A "triple ceremony" gives the film an improbable happy ending.

It’s perhaps easier for more people to love the film now, with decades removed and the contemporary trappings providing an extra layer of amusement. For one, the songs (which Siskel hated) are actually a lot of fun, pastiches of psychedelic rock: vocalist Lynn Carey, whose voice Dolly Read lip-synchs, impressively channels her inner Grace Slick. (In one of the many head-spinning absurdities surrounding Beyond the Valley of the Dolls, a dispute with Carey’s managers resulted in a different vocalist appearing on the soundtrack LP. So the original LP is a singer not heard in a film which features a singer being dubbed by another singer. The CD, thankfully, has all the tracks you need.)  The songs fit right alongside Strawberry Alarm Clock, who appear on-screen singing “Incense and Peppermints” and other songs, while Z-Man shouts the immortal “This is my happening, and it freaks me out!” – a moment to which Mike Myers paid homage in his first, and best, Austin Powers. There are many, many quotable lines here, which means the film requires multiple viewings so you can anticipate them with pleasure. And there’s so much crammed into this film that it impresses on each revisit: Meyer cuts so quickly, and Ebert’s plot moves so fast, that at 109 minutes Beyond the Valley of the Dolls features enough melodramatic incident to qualify it as a Gone with the Wind-style epic. Which it is, in a way – if only Scarlett O’Hara attended these types of parties.

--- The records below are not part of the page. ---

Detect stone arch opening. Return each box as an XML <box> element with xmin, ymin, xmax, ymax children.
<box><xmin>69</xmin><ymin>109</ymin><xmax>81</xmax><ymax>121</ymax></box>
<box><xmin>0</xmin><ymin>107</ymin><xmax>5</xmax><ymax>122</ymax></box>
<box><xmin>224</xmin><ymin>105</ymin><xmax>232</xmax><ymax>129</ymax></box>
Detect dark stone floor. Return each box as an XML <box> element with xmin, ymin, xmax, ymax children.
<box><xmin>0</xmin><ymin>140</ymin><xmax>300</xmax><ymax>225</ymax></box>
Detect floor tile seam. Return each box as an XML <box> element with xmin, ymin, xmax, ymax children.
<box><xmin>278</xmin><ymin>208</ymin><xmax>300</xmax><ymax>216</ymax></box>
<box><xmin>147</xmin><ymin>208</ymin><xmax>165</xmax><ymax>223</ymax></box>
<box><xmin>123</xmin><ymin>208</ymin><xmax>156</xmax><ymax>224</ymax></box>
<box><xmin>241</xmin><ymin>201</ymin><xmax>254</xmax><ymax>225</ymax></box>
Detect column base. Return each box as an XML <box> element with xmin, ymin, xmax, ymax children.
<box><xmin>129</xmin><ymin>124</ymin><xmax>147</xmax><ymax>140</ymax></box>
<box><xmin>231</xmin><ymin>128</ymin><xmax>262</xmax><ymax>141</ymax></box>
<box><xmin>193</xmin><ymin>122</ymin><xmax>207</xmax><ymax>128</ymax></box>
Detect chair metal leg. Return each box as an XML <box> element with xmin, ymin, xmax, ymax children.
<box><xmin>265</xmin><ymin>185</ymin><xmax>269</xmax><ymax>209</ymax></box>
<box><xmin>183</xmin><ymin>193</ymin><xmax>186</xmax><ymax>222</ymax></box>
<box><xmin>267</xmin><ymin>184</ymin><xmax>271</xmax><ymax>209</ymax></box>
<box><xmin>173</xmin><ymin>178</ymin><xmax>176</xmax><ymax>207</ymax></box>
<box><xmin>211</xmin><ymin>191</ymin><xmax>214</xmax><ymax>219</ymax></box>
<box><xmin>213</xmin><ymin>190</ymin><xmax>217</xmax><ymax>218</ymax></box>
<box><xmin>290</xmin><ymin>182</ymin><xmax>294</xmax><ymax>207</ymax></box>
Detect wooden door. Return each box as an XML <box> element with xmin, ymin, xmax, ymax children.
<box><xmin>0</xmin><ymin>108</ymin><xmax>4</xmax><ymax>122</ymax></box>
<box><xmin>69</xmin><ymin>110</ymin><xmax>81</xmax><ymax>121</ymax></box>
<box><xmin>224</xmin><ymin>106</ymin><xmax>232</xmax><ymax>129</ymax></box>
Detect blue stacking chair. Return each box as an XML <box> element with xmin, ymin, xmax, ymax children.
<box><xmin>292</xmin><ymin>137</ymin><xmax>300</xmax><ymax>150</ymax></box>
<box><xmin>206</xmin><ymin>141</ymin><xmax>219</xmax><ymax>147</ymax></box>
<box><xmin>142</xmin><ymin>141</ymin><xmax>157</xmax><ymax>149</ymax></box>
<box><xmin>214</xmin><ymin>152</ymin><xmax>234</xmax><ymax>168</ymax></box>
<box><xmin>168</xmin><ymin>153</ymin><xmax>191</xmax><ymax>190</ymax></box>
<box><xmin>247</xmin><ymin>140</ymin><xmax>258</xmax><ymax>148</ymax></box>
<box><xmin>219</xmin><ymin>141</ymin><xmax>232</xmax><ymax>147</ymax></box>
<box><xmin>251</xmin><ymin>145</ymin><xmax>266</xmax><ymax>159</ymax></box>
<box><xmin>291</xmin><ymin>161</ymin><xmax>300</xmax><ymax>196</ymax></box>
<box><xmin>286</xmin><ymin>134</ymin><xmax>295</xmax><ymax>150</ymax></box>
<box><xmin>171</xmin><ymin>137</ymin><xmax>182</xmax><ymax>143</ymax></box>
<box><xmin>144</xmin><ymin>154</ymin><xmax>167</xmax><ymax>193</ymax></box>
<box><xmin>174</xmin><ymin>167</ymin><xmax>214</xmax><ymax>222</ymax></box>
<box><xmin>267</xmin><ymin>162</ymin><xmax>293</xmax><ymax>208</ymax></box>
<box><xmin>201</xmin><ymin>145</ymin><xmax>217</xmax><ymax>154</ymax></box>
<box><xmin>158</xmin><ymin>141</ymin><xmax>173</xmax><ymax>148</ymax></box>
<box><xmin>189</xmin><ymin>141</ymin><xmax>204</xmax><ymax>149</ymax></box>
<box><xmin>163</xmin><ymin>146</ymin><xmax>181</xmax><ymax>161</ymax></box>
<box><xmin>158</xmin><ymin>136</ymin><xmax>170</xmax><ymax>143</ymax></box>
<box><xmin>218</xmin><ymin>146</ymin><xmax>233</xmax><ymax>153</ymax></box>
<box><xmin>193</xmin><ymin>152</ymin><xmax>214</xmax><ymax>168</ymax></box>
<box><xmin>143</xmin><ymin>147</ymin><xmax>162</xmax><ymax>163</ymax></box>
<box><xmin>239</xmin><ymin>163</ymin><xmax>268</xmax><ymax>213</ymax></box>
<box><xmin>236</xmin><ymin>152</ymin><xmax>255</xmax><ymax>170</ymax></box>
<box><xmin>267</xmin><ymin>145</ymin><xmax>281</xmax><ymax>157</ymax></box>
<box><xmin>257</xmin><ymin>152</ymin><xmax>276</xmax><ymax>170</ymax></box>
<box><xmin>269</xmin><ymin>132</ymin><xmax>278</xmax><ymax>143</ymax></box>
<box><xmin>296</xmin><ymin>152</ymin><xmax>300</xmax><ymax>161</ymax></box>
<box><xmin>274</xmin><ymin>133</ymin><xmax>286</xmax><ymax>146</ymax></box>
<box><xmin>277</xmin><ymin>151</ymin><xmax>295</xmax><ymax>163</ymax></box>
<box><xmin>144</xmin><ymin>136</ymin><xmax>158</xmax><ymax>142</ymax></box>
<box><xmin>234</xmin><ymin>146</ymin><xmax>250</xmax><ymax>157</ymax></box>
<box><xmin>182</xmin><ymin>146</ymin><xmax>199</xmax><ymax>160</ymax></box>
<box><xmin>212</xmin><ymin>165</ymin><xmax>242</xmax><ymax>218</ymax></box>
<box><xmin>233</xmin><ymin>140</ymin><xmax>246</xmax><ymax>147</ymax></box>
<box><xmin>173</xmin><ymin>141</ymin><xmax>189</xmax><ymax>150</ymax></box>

The Carrie Nations perform while tragedy looms above.

But the reason I love Beyond the Valley of the Dolls is how it treats first-time viewers. It pulls the rug out from them slowly. It’s easy to laugh at the film as it begins, with the fake-hippie folk of “Come With the Gentle People” playing over the Carrie Nations’ fateful journey to L.A., and overcooked “youth” dialogue like “Hey, don’t bogart the joint.” But, if one’s not already attuned to it, it’s remarkable how the film gets nuttier and nuttier until the epiphany finally arrives that the filmmakers are in on the joke. They’re laughing (as Ebert said, “maniacally”) along with you. The climax has the John Waters aura of being quite contentedly beyond good taste, which means its spirit is aligned not with Jacqueline Susann but with the midnight movie, which it would ultimately become; and the denouement, with its triple wedding and villain Porter Hall glaring through the church window, could not make its comedy any plainer. I’m mystified when some classify this as a “bad movie.” To those standing in the church, it’s a rare and brilliant thing.